Le manque de sommeil, facteur de risque

La fatigue fait pratiquement doubler le risque d'accident. Nous avons pourtant souvent tendance à négliger l'importance du sommeil. Que se passe-t-il dans notre corps si nous ne dormons pas assez? Et que faire en cas de troubles du sommeil? Katrin Uehli, notre experte, apporte des réponses.

Katrin Uehli, conseillère auprès de la division offres de prévention à la Suva. Image: Göran Lindholm, lindholmfoto.ch

Katrin Uehli*, que se passe-t-il si on ne dort pas assez?

Le manque de sommeil entraîne une baisse de performance qui se traduit par une perte de productivité. Nous sommes fatigués, moins concentrés, plus lents. Et il ne s'agit là que des signes les plus bénins. En plus d'avoir des conséquences sur la santé, le manque de sommeil se répercute aussi sur le phénomène des accidents. Une dette de sommeil augmente le risque d'accident du travail et durant les loisirs, qui passe du simple au double.


Quelles sont les personnes à risque?

Toutes celles qui dorment mal. Mais celles qui, en plus, dorment moins de sept heures par nuit, travaillent plus de 50 heures par semaine ou ont plus de 30 ans, vivent très dangereusement.


Les répercussions du manque de sommeil sont-elles exclusivement physiques ou peuvent-elles être psychiques?

La fatigue entraîne un relâchement général.
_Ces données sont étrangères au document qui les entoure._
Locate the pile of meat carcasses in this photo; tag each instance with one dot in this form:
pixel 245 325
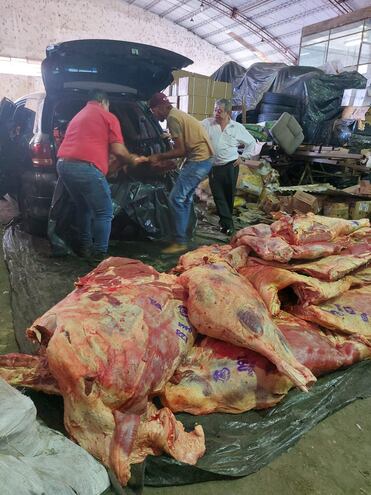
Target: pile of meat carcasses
pixel 234 327
pixel 307 277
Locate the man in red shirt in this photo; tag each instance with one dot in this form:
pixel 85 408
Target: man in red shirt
pixel 83 160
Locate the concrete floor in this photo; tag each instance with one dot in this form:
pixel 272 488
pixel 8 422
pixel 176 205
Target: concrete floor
pixel 333 459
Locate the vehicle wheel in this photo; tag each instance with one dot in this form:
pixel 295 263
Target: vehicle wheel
pixel 32 225
pixel 280 99
pixel 270 108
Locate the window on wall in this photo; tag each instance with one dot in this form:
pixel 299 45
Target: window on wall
pixel 365 56
pixel 350 45
pixel 313 55
pixel 345 49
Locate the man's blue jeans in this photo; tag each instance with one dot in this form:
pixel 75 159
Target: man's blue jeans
pixel 89 190
pixel 181 195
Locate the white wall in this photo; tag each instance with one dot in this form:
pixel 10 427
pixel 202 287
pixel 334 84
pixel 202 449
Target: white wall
pixel 28 26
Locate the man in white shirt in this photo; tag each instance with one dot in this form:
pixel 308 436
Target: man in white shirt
pixel 226 136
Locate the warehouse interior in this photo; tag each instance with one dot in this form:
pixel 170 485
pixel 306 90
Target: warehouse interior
pixel 185 262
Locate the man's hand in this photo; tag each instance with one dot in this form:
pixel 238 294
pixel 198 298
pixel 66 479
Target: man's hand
pixel 239 161
pixel 137 160
pixel 154 159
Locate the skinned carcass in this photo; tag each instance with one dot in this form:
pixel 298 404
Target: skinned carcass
pixel 236 257
pixel 268 248
pixel 334 267
pixel 310 228
pixel 220 377
pixel 269 281
pixel 224 305
pixel 348 313
pixel 113 343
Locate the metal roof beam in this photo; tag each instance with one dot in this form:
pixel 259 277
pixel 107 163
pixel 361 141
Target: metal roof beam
pixel 151 4
pixel 171 9
pixel 253 27
pixel 276 9
pixel 340 6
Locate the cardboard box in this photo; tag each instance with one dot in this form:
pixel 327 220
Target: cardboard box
pixel 365 187
pixel 336 210
pixel 219 90
pixel 355 113
pixel 304 203
pixel 360 209
pixel 348 98
pixel 195 86
pixel 200 105
pixel 174 100
pixel 286 203
pixel 362 98
pixel 268 201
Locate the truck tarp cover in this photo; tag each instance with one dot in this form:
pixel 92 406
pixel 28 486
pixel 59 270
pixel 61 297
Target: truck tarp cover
pixel 236 445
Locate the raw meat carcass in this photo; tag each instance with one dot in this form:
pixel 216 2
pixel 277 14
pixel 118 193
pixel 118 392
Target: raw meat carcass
pixel 220 377
pixel 315 250
pixel 308 228
pixel 268 281
pixel 25 370
pixel 334 267
pixel 236 257
pixel 268 248
pixel 223 305
pixel 114 342
pixel 349 313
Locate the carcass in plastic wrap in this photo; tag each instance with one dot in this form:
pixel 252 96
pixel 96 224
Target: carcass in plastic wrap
pixel 221 377
pixel 224 305
pixel 114 342
pixel 349 313
pixel 268 281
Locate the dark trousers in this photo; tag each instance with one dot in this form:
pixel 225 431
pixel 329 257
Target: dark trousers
pixel 223 180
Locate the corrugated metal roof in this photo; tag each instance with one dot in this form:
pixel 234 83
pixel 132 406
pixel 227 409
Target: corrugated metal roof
pixel 250 31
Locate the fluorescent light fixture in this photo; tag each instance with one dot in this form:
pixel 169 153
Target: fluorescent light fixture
pixel 20 66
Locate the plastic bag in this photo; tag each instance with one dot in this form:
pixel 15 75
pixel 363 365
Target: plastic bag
pixel 35 460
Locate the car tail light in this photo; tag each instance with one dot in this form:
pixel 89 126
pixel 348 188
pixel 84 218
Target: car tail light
pixel 41 154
Nous baillons, nos paupières s'alourdissent, nous sommes maladroits. Il s'agit d'une réaction physique. Ce qui nous échappe ou que nous refusons de voir, c'est que la fatigue se répercute aussi sur le mental. Les facultés de raisonnement logique, par exemple, sont amoindries, la capacité de discernement diminue, on a tendance à prendre plus de risques. Un cocktail dangereux pour les accidents.


Comment peut-on éviter les insomnies?

Tous ceux qui en souffrent savent combien cette question est délicate. Mais il est vrai aussi que 80 % des cas se soignent en respectant une bonne hygiène du sommeil. Pour mieux dormir, il vaut mieux manger léger le soir, c'est-à-dire des pâtes, par exemple, ou des légumes cuits, en faisant l'impasse sur les crudités ou la charcuterie. Dormir dans l'obscurité, au calme et au frais est également un facteur qui favorise le sommeil et l'endormissement. Autre conseil: éteindre l’ordinateur, la télévision, votre téléphone portable et votre tablette une heure avant le coucher.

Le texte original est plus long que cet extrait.